Le rôle potentiel du NO dans l'inflammation glomérulaire est très débattu. L'IFNg produit par les lymphocytes T activés stimule l'iNOS des macrophages. Les lymphocytes TH1 peuvent aussi produire du NO en grande quantité ce qui inhibe la production d'IFNg et d'IL-2 par les lymphocytes TH1 (rétrocontrôle négatif). Au cours de différents modèles de glomérulonéphrites expérimentales, on peut mettre en évidence des éléments suggérant la production de NO : l'expression de iNOS et de son ARNm est augmentée, et l'on retrouve des quantités importantes de nitrite dans le surnageant glomérulaire. Dans la glomérulonéphrite aiguë par injection de sérum anti-thymocytaire, l'injection préalable de L-NMMA prévient la lyse mésangiale (38).
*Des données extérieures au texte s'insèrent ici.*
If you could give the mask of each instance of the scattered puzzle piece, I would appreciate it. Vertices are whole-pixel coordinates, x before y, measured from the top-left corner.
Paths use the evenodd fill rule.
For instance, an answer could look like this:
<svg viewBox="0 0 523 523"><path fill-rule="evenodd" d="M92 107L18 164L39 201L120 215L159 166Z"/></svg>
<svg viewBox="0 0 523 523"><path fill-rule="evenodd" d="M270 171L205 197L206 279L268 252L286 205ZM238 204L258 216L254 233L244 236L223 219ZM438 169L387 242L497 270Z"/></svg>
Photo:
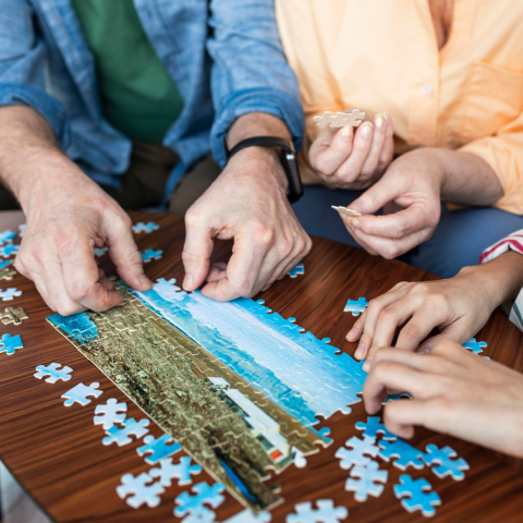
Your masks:
<svg viewBox="0 0 523 523"><path fill-rule="evenodd" d="M160 259L162 254L163 251L161 250L153 251L151 248L148 248L145 253L142 253L142 259L144 260L144 264L147 264L151 259Z"/></svg>
<svg viewBox="0 0 523 523"><path fill-rule="evenodd" d="M0 232L0 245L4 243L11 243L16 238L16 233L8 229L7 231Z"/></svg>
<svg viewBox="0 0 523 523"><path fill-rule="evenodd" d="M154 221L149 221L148 223L144 223L143 221L138 221L135 226L133 226L133 232L136 234L139 234L141 232L153 232L157 231L160 228L157 223Z"/></svg>
<svg viewBox="0 0 523 523"><path fill-rule="evenodd" d="M313 509L313 503L306 501L297 503L294 507L295 514L289 514L285 518L287 523L339 523L349 515L349 511L344 507L337 507L331 499L318 499L316 501L317 509Z"/></svg>
<svg viewBox="0 0 523 523"><path fill-rule="evenodd" d="M328 123L331 127L344 127L345 125L357 127L364 118L365 113L363 111L353 109L351 112L337 112L336 114L332 114L331 111L325 111L321 117L314 117L313 120L317 122L317 125Z"/></svg>
<svg viewBox="0 0 523 523"><path fill-rule="evenodd" d="M379 471L378 467L379 464L376 461L370 461L367 466L352 467L351 477L345 482L345 490L353 491L356 501L366 501L369 495L375 498L381 496L385 486L375 482L387 483L389 473Z"/></svg>
<svg viewBox="0 0 523 523"><path fill-rule="evenodd" d="M206 482L198 483L192 488L194 496L188 492L182 492L174 500L177 507L174 509L174 515L182 518L185 514L200 515L208 511L205 503L210 504L214 509L219 507L223 499L226 499L220 492L223 491L223 485L221 483L215 483L209 486Z"/></svg>
<svg viewBox="0 0 523 523"><path fill-rule="evenodd" d="M469 463L463 458L453 460L452 458L458 457L458 452L454 449L450 447L438 449L436 445L430 443L427 445L426 451L427 453L423 457L423 461L427 465L434 465L435 463L439 465L433 467L433 472L438 477L452 476L452 479L457 482L465 478L463 471L470 469Z"/></svg>
<svg viewBox="0 0 523 523"><path fill-rule="evenodd" d="M305 273L305 266L303 264L297 264L294 268L291 269L289 272L289 276L291 278L295 278L297 275L304 275Z"/></svg>
<svg viewBox="0 0 523 523"><path fill-rule="evenodd" d="M378 416L367 417L367 423L357 422L356 428L364 430L363 436L369 438L376 438L378 434L381 434L381 439L388 439L389 441L397 439L397 436L389 433L385 425L381 424Z"/></svg>
<svg viewBox="0 0 523 523"><path fill-rule="evenodd" d="M23 319L27 319L28 316L25 314L25 311L22 307L13 308L5 307L4 313L0 313L0 318L2 318L3 325L14 324L20 325Z"/></svg>
<svg viewBox="0 0 523 523"><path fill-rule="evenodd" d="M130 417L123 422L123 428L118 428L113 425L111 428L106 430L107 437L105 437L101 442L104 445L117 443L119 447L129 445L132 442L130 436L135 436L136 439L145 436L149 429L146 428L149 425L148 419L141 419L136 422L134 417Z"/></svg>
<svg viewBox="0 0 523 523"><path fill-rule="evenodd" d="M13 245L12 243L8 243L3 247L0 247L0 256L3 258L9 258L13 254L17 254L20 251L20 245Z"/></svg>
<svg viewBox="0 0 523 523"><path fill-rule="evenodd" d="M124 474L122 476L122 484L117 487L117 494L120 498L125 499L126 496L132 494L125 502L137 509L144 503L147 503L147 507L158 507L160 504L160 494L163 494L166 490L159 483L153 483L151 477L143 472L139 476L133 476L132 474Z"/></svg>
<svg viewBox="0 0 523 523"><path fill-rule="evenodd" d="M365 454L376 458L379 452L379 448L374 445L375 442L375 438L365 437L365 439L360 439L353 436L351 439L345 441L345 446L351 447L351 449L340 447L335 455L341 460L340 466L342 469L348 470L352 465L365 466L372 461L370 458Z"/></svg>
<svg viewBox="0 0 523 523"><path fill-rule="evenodd" d="M402 474L400 483L401 485L394 485L393 487L394 495L398 499L409 496L409 499L401 499L401 504L408 512L421 510L425 516L436 513L434 507L441 504L441 499L434 490L428 491L433 487L424 477L413 481L409 474Z"/></svg>
<svg viewBox="0 0 523 523"><path fill-rule="evenodd" d="M360 313L364 313L367 308L368 302L364 297L358 297L357 302L355 300L348 300L344 313L352 313L353 316L358 316Z"/></svg>
<svg viewBox="0 0 523 523"><path fill-rule="evenodd" d="M487 342L476 341L475 338L471 338L463 346L470 349L474 354L479 354L487 346Z"/></svg>
<svg viewBox="0 0 523 523"><path fill-rule="evenodd" d="M98 390L100 384L95 382L90 384L88 387L84 384L78 384L73 387L71 390L68 390L62 398L65 398L63 404L65 406L71 406L73 403L80 403L82 406L85 406L87 403L90 403L88 396L94 396L98 398L101 394L101 390Z"/></svg>
<svg viewBox="0 0 523 523"><path fill-rule="evenodd" d="M3 291L0 289L0 297L2 299L3 302L7 302L9 300L12 300L13 297L19 297L22 295L22 291L19 291L16 288L11 287Z"/></svg>
<svg viewBox="0 0 523 523"><path fill-rule="evenodd" d="M175 442L168 434L156 439L154 436L144 438L145 445L138 447L136 452L138 455L149 454L145 458L145 462L149 465L156 465L163 458L169 458L182 450L180 443ZM170 443L170 445L168 445Z"/></svg>
<svg viewBox="0 0 523 523"><path fill-rule="evenodd" d="M118 400L110 398L104 405L96 405L95 414L99 414L93 418L95 425L101 425L104 430L109 430L117 423L123 423L127 412L127 404L118 403Z"/></svg>
<svg viewBox="0 0 523 523"><path fill-rule="evenodd" d="M5 354L14 354L16 352L16 349L23 348L24 345L19 335L3 335L0 339L0 352L4 352Z"/></svg>
<svg viewBox="0 0 523 523"><path fill-rule="evenodd" d="M385 461L398 458L393 464L402 471L409 466L414 469L423 469L425 466L423 452L402 439L396 439L394 441L381 440L378 445L382 449L379 451L379 457Z"/></svg>
<svg viewBox="0 0 523 523"><path fill-rule="evenodd" d="M163 487L170 487L172 479L178 479L178 485L182 487L193 483L191 474L199 474L200 472L202 467L199 465L192 465L191 458L184 455L180 458L180 461L175 465L172 463L172 458L161 460L160 467L151 469L149 476L159 477L160 485Z"/></svg>
<svg viewBox="0 0 523 523"><path fill-rule="evenodd" d="M38 365L36 369L38 370L34 376L35 378L41 379L46 376L49 376L46 381L48 384L56 384L59 379L63 381L69 381L71 379L71 373L73 369L71 367L63 366L60 363L51 363L47 367L44 365Z"/></svg>

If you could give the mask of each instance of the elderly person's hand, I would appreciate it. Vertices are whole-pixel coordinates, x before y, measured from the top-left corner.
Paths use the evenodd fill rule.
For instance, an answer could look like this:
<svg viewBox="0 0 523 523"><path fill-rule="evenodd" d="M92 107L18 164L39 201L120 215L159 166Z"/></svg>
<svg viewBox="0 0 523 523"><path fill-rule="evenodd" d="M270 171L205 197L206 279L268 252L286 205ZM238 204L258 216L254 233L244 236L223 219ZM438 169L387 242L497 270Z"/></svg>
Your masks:
<svg viewBox="0 0 523 523"><path fill-rule="evenodd" d="M352 125L327 125L311 146L311 166L329 187L369 187L392 161L393 134L392 119L386 112L355 131Z"/></svg>
<svg viewBox="0 0 523 523"><path fill-rule="evenodd" d="M523 458L523 376L445 340L430 354L382 349L363 388L365 409L376 414L387 389L412 400L389 401L387 428L411 438L416 425Z"/></svg>

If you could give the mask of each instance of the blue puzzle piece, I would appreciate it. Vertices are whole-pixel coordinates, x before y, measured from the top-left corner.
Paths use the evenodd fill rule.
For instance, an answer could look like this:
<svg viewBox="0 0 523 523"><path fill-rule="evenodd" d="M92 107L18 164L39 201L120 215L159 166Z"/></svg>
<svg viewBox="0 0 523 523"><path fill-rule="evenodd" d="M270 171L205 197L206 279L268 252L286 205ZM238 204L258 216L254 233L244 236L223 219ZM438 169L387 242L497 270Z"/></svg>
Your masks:
<svg viewBox="0 0 523 523"><path fill-rule="evenodd" d="M195 492L194 496L191 496L188 492L182 492L174 500L175 504L179 506L174 509L174 515L178 518L182 518L185 514L203 515L208 512L208 509L204 507L205 503L216 509L226 499L220 494L223 489L224 487L221 483L215 483L212 486L209 486L206 482L198 483L192 488L193 492Z"/></svg>
<svg viewBox="0 0 523 523"><path fill-rule="evenodd" d="M441 499L437 492L428 491L433 487L424 478L413 481L409 474L402 474L400 476L401 485L394 485L394 495L398 499L408 496L408 499L401 499L401 504L409 512L421 510L425 516L430 516L436 513L434 508L437 504L441 504Z"/></svg>
<svg viewBox="0 0 523 523"><path fill-rule="evenodd" d="M443 447L438 449L435 445L427 445L427 453L423 457L423 461L427 465L438 464L439 466L433 467L433 472L438 477L452 476L452 479L461 482L465 478L465 473L470 469L469 463L463 459L459 458L454 460L452 458L458 457L458 452L450 447Z"/></svg>
<svg viewBox="0 0 523 523"><path fill-rule="evenodd" d="M291 269L289 272L289 276L291 278L295 278L297 275L304 275L305 273L305 266L303 264L297 264L294 268Z"/></svg>
<svg viewBox="0 0 523 523"><path fill-rule="evenodd" d="M487 342L476 341L475 338L471 338L463 346L470 349L474 354L479 354L487 346Z"/></svg>
<svg viewBox="0 0 523 523"><path fill-rule="evenodd" d="M0 340L0 352L4 352L5 354L14 354L16 349L23 348L24 345L22 343L20 335L3 335L2 339Z"/></svg>
<svg viewBox="0 0 523 523"><path fill-rule="evenodd" d="M168 434L165 434L158 439L156 439L154 436L147 436L144 438L144 443L145 445L143 447L138 447L136 449L136 452L138 455L150 453L150 455L145 458L145 462L149 465L156 465L156 463L163 458L169 458L170 455L182 450L180 443L174 442L174 440Z"/></svg>
<svg viewBox="0 0 523 523"><path fill-rule="evenodd" d="M160 259L162 254L163 251L161 251L161 248L158 251L153 251L151 248L148 248L145 253L142 253L142 259L144 260L144 264L147 264L151 259Z"/></svg>
<svg viewBox="0 0 523 523"><path fill-rule="evenodd" d="M367 308L368 302L364 297L358 297L357 302L355 300L348 300L344 313L352 313L353 316L358 316L361 313L364 313Z"/></svg>
<svg viewBox="0 0 523 523"><path fill-rule="evenodd" d="M381 449L378 455L385 461L398 458L393 464L402 471L409 466L414 469L423 469L425 466L423 452L402 439L396 439L394 441L381 440L378 445Z"/></svg>
<svg viewBox="0 0 523 523"><path fill-rule="evenodd" d="M397 436L389 433L377 416L367 417L367 423L357 422L356 428L364 430L363 436L368 436L369 438L377 438L378 434L381 434L381 439L388 439L389 441L397 439Z"/></svg>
Les souris MRL-lpr/lpr manifestent spontanément une maladie auto-immune caractérisée par le développement d'auto-anticorps, d'adénopathies, d'une vascularite, d'arthrites et d'une glomérulonéphrite. Ces souris sont considérées comme un modèle spontané de lupus érythémateux. Weinberg et al. ont étudié le rôle potentiel du NO chez ces souris (39). L'excrétion urinaire de nitrites et de nitrates (produit d'oxydation du NO) est élevée correspondant à une augmentation de la production endogène de NO. Cette synthèse élevée de NO est due à une augmentation de l'expression de iNOS dont l'ARNm et la protéine sont détectés en fortes quantités dans le rein et la rate. L'administration à ces souris de L-NMMA pendant 4 semaines diminue significativement l'excrétion urinaire de nitrates et de nitrites ainsi que la protéinurie. L'analyse histologique des reins et des articulations retrouve significativement moins de lésions dans le groupe traité. Ces observations suggèrent que l'hyperproduction de NO dans ce modèle joue un rôle pathogène et ne reflète pas seulement la stimulation auto-immune. Si elles se confirment, ces observations ouvrent de plus de nombreuses perpectives à la recherche d'autres inhibiteurs de la synthèse ou de l'activité du NO, dans un but thérapeutique.